Вернее, сыскался один человек, который хоть чуточку понимал Якобу, — это была ее сестра Розалия. Комната Розалии находилась рядом с комнатой Якобы, и как-то ночью Розалия услышала за стеной всхлипывания. Она решила, что Якобе стало нехорошо, и вскочила с постели. Но дверь в комнату Якобы оказалась на запоре, и впустить сестру та не пожелала. Наутро Якоба заявила, что у нее среди ночи страшно разболелись зубы. Однако, Розалия давно вышла из детского возраста, она сама, идя по стопам Нанни, начала охоту в заповедных рощах любви, и охоту весьма успешную: она уже подстрелила первую дичь. Совсем недавно ей объяснился в любви кандидат Баллинг, и Розалия для смеху сделала вид, что ровным счетом ничего не поняла из его объяснения, чем и заставила долговязое явление литературы изнывать от страха и неизвестности.

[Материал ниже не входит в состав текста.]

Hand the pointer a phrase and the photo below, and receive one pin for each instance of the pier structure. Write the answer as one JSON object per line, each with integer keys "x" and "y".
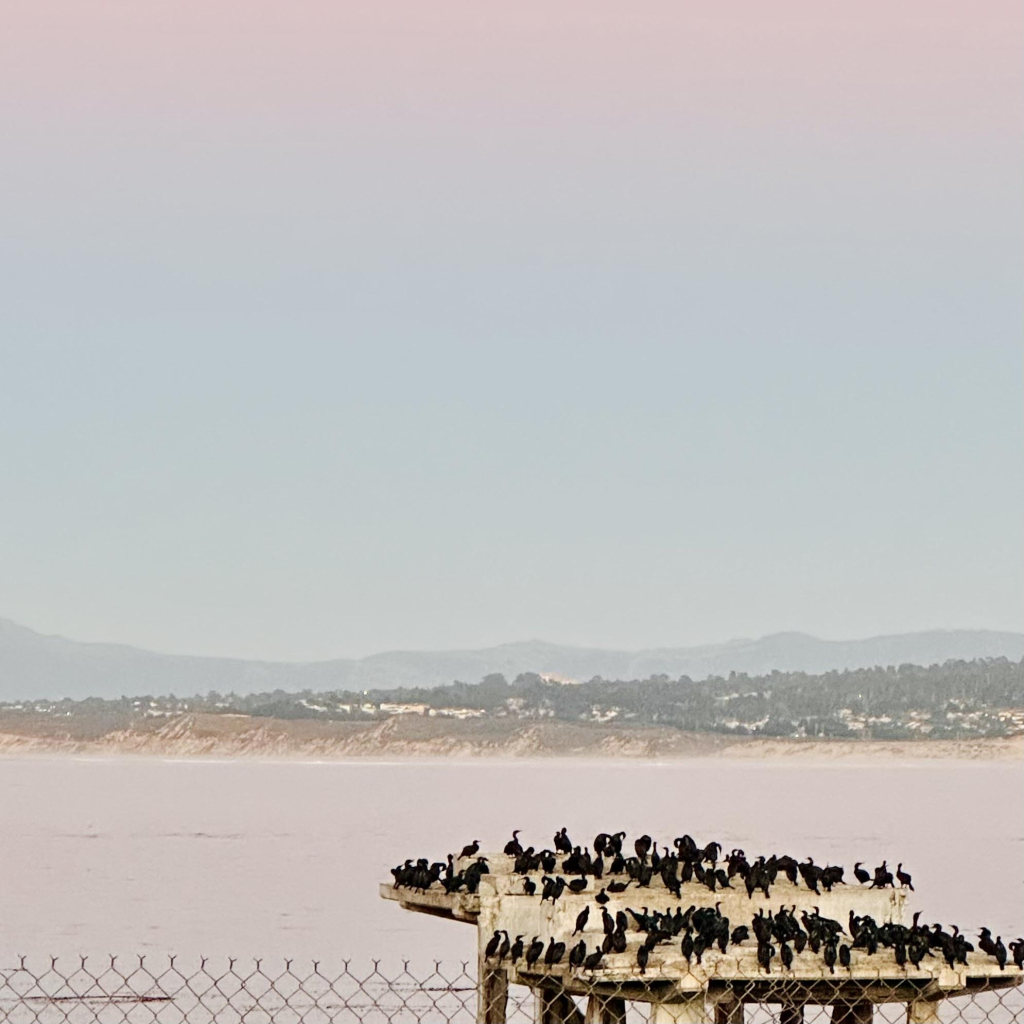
{"x": 717, "y": 988}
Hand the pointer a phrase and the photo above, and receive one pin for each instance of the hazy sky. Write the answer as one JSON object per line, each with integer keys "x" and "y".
{"x": 335, "y": 327}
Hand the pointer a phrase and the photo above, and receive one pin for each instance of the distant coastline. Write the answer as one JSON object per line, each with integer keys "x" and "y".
{"x": 230, "y": 737}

Больше всего угнетало Якобу то, что она никак не могла решиться окончательно порвать с Пером. Мысль эта неотступно терзала ее и порой доводила до желания покончить с собой. Она уже давным-давно поняла, в чем дело, и давным-давно догадалась, что здесь замешана другая женщина, но откладывала решающее слово со дня на день. До такого унижения, до такого позора доводит любовь — чувство, которое ей некогда казалось самым святым и светлым на земле.

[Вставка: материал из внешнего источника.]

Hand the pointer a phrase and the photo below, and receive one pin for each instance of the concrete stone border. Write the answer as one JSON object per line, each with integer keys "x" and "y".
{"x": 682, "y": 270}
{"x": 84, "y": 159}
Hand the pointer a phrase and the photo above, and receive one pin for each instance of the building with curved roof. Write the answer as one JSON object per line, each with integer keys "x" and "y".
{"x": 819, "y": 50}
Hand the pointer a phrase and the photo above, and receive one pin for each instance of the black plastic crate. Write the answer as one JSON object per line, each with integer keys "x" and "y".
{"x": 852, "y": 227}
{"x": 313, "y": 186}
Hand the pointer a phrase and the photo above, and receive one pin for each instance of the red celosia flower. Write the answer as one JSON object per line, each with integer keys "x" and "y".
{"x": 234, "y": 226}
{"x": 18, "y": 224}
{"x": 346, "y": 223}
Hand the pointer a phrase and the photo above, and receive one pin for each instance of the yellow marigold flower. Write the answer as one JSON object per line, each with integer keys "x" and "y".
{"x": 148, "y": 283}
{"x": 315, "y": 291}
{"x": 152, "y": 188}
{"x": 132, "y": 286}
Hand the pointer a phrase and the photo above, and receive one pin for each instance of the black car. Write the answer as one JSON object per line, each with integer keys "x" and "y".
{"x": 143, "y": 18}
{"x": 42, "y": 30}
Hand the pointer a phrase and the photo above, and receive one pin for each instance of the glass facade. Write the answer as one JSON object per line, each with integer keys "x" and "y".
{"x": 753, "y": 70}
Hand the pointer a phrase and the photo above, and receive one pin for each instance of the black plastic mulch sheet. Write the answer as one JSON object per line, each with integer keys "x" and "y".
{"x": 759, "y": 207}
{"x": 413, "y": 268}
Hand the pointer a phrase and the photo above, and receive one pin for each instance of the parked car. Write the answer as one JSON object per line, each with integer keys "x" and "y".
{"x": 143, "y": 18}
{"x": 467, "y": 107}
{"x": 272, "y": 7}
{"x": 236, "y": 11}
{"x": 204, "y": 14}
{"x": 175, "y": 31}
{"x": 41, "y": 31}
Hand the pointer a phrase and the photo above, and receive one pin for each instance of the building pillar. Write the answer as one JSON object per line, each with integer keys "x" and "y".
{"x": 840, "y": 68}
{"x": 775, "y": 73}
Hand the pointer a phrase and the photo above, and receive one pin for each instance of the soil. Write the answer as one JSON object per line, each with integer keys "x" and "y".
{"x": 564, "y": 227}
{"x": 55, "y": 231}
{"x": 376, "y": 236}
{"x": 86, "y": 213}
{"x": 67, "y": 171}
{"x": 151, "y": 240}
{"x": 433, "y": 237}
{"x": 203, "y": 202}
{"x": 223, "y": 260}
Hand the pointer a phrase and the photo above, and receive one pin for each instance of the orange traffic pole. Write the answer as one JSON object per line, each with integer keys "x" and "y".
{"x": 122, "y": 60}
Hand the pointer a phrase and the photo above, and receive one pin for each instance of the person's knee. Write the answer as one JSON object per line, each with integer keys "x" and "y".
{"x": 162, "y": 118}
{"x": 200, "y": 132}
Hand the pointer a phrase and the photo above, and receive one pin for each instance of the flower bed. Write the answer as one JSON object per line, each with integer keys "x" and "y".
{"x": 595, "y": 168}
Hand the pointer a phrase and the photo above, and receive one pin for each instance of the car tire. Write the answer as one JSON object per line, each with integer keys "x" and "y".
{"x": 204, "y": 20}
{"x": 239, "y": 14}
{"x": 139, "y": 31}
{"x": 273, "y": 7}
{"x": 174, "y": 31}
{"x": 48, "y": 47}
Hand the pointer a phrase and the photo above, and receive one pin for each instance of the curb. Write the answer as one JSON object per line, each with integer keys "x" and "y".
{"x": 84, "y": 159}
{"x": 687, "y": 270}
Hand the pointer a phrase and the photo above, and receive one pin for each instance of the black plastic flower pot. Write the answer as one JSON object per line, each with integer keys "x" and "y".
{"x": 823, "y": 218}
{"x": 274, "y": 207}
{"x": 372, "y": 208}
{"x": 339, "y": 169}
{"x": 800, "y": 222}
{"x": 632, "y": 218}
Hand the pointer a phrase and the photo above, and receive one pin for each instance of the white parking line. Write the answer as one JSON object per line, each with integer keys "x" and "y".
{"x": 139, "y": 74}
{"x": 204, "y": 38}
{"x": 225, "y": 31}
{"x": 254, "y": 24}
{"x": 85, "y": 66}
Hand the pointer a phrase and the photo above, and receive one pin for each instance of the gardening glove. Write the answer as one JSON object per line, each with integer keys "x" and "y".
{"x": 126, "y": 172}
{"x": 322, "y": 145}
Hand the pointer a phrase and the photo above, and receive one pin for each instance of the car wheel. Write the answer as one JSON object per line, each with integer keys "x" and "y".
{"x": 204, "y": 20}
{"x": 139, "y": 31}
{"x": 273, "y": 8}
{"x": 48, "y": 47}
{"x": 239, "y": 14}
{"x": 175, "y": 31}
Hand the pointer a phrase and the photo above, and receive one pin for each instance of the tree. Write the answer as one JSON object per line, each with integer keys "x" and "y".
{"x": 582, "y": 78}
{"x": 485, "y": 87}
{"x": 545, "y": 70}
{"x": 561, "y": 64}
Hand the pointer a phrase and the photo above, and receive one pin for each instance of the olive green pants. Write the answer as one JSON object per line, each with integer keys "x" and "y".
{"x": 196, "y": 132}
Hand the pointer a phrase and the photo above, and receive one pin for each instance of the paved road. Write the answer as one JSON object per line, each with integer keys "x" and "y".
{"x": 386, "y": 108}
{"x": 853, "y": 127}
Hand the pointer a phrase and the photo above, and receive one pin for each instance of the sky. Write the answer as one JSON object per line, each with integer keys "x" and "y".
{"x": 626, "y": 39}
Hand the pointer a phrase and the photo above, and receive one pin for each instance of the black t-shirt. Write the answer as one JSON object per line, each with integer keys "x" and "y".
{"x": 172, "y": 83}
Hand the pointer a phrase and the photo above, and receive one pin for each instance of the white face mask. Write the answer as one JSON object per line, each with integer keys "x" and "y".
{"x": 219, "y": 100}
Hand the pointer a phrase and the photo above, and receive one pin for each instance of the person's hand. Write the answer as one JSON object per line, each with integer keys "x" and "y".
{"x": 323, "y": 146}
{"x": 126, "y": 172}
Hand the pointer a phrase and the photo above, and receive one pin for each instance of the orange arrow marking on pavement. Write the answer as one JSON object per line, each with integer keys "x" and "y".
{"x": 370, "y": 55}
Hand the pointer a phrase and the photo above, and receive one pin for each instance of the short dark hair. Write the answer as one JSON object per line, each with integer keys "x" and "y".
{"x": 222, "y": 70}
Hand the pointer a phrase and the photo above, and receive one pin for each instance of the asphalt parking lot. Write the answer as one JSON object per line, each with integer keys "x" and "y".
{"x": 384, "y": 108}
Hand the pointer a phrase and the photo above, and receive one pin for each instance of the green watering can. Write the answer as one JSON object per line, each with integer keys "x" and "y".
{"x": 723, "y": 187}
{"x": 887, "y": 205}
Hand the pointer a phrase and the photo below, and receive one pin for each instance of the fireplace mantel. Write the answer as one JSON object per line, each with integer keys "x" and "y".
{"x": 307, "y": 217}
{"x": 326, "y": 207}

Одно только утешало ее: она так и не рассказала Перу о своем состоянии. Самую драгоценную тайну она ему не доверила. Пусть ничто не омрачает ее материнство, пусть минует ее самое тяжкое унижение: стать жертвой его жалости.

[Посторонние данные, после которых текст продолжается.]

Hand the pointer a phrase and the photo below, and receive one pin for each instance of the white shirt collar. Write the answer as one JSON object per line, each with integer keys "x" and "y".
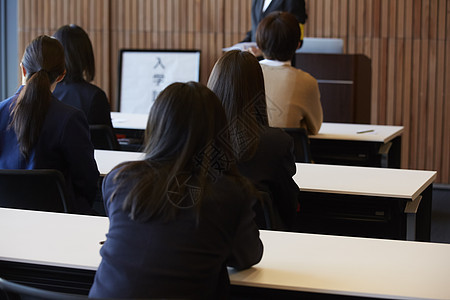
{"x": 275, "y": 63}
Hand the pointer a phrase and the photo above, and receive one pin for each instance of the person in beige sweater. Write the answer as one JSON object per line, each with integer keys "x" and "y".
{"x": 293, "y": 97}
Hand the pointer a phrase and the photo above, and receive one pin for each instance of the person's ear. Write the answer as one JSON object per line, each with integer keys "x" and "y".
{"x": 61, "y": 77}
{"x": 22, "y": 68}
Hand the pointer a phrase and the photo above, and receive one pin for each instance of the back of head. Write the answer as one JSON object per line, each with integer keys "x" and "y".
{"x": 278, "y": 36}
{"x": 184, "y": 120}
{"x": 187, "y": 143}
{"x": 43, "y": 61}
{"x": 80, "y": 61}
{"x": 238, "y": 81}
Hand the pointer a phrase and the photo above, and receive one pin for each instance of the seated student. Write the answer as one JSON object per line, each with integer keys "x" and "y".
{"x": 75, "y": 89}
{"x": 39, "y": 132}
{"x": 265, "y": 154}
{"x": 179, "y": 217}
{"x": 293, "y": 97}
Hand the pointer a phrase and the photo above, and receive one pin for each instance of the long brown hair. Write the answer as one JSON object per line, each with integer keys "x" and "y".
{"x": 238, "y": 81}
{"x": 43, "y": 61}
{"x": 186, "y": 150}
{"x": 80, "y": 62}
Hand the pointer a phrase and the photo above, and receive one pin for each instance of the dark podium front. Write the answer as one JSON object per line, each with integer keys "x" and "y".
{"x": 344, "y": 84}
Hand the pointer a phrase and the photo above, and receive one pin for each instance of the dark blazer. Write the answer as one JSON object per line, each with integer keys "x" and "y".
{"x": 295, "y": 7}
{"x": 63, "y": 144}
{"x": 271, "y": 170}
{"x": 181, "y": 258}
{"x": 88, "y": 98}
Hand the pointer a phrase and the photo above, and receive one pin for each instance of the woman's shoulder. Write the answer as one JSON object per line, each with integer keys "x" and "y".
{"x": 275, "y": 135}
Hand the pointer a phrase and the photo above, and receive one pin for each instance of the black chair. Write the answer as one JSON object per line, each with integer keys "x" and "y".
{"x": 103, "y": 137}
{"x": 302, "y": 149}
{"x": 40, "y": 189}
{"x": 12, "y": 291}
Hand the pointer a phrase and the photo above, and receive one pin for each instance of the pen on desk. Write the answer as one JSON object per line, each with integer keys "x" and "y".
{"x": 365, "y": 131}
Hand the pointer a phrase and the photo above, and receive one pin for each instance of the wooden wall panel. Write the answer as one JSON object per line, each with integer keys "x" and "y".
{"x": 407, "y": 41}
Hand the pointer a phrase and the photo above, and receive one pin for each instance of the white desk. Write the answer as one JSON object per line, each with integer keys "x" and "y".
{"x": 349, "y": 132}
{"x": 336, "y": 143}
{"x": 365, "y": 181}
{"x": 357, "y": 144}
{"x": 413, "y": 187}
{"x": 406, "y": 185}
{"x": 107, "y": 159}
{"x": 308, "y": 263}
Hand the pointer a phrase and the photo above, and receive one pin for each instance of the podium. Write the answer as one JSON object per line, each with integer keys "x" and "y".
{"x": 344, "y": 84}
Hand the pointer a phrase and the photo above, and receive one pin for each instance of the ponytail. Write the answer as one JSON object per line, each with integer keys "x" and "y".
{"x": 43, "y": 61}
{"x": 28, "y": 114}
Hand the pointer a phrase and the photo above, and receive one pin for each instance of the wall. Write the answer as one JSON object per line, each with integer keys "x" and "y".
{"x": 407, "y": 41}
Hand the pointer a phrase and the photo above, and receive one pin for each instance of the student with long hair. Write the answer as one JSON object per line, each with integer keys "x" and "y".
{"x": 293, "y": 95}
{"x": 183, "y": 214}
{"x": 39, "y": 132}
{"x": 76, "y": 88}
{"x": 265, "y": 154}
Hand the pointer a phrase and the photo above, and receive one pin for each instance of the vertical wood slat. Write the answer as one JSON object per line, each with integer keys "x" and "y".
{"x": 407, "y": 41}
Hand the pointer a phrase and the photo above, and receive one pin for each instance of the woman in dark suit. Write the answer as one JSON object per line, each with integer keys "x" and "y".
{"x": 39, "y": 132}
{"x": 76, "y": 89}
{"x": 179, "y": 217}
{"x": 265, "y": 154}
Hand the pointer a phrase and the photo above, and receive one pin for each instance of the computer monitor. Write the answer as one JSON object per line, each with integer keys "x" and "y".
{"x": 322, "y": 45}
{"x": 143, "y": 74}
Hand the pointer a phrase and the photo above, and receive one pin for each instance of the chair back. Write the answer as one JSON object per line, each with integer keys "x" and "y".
{"x": 10, "y": 290}
{"x": 103, "y": 137}
{"x": 40, "y": 189}
{"x": 302, "y": 149}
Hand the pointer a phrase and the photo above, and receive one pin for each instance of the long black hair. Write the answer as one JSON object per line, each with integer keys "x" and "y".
{"x": 186, "y": 149}
{"x": 43, "y": 61}
{"x": 238, "y": 81}
{"x": 79, "y": 55}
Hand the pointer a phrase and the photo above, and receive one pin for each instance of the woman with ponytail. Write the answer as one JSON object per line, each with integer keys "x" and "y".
{"x": 181, "y": 215}
{"x": 39, "y": 132}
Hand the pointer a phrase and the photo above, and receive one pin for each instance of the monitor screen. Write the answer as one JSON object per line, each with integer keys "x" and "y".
{"x": 322, "y": 45}
{"x": 143, "y": 74}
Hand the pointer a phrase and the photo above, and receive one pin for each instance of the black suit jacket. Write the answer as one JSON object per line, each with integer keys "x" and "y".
{"x": 185, "y": 258}
{"x": 88, "y": 98}
{"x": 295, "y": 7}
{"x": 271, "y": 170}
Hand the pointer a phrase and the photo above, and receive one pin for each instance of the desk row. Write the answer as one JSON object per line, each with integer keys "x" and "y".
{"x": 348, "y": 200}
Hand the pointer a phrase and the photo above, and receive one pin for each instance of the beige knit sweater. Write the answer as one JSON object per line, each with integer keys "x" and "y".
{"x": 293, "y": 98}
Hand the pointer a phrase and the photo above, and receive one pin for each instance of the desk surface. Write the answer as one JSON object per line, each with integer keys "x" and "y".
{"x": 349, "y": 132}
{"x": 129, "y": 121}
{"x": 332, "y": 131}
{"x": 291, "y": 261}
{"x": 364, "y": 181}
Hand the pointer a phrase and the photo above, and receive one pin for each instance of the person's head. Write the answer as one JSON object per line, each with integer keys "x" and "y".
{"x": 238, "y": 81}
{"x": 42, "y": 66}
{"x": 183, "y": 121}
{"x": 278, "y": 36}
{"x": 186, "y": 146}
{"x": 80, "y": 61}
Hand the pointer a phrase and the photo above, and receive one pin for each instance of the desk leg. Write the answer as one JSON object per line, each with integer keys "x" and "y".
{"x": 423, "y": 216}
{"x": 411, "y": 213}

Теперь она подолгу не отвечала на его письма, да и читать их заставляла себя с большим трудом. Непонятное увлечение каким-то пастором вызывало у нее только сострадание. В одном из последних писем Пер даже посоветовал ей ознакомиться с произведениями этого человека (что она, кстати сказать, давно сделала без всяких советов). И когда Пер опять завел речь о проповедях упомянутого пастора, явно надеясь, что, начитавшись проповедей, Якоба проникнется христианским мировоззрением, это так ее раздосадовало, что она решила ответить незамедлительно. Наконец-то ей представилась возможность, не унизив себя, отвести душу, и хотя, как и в предыдущих письмах, она ни словом не коснулась их отношений, весь ее тон, все ее слова служили подготовкой к окончательному разрыву.
«До сих пор я не испытывала ни малейшего желания последовать совету, который ты настойчиво даешь мне в твоих письмах, и заняться вопросом, снова, судя по всему, очень тебя занимающему, а именно — твоим отношением к христианству. Надеюсь, тебе ясно, что мое молчание вовсе не проистекает из недостатка заинтересованности. Просто я все больше и больше убеждаюсь, что бывают такие случаи, когда всякие споры бесполезны. В таких делах, как вопросы веры, мы обычно не поддаемся на уговоры. Мы держимся той или иной веры, смотря по обстоятельствам. Орган приятия веры так же развивается по законам природы, как и сердце и почки, и потому всякая попытка насильственно повлиять на него и заставить человека, например, переменить веру, всосанную с молоком матери, приводит лишь к ослаблению всего организма.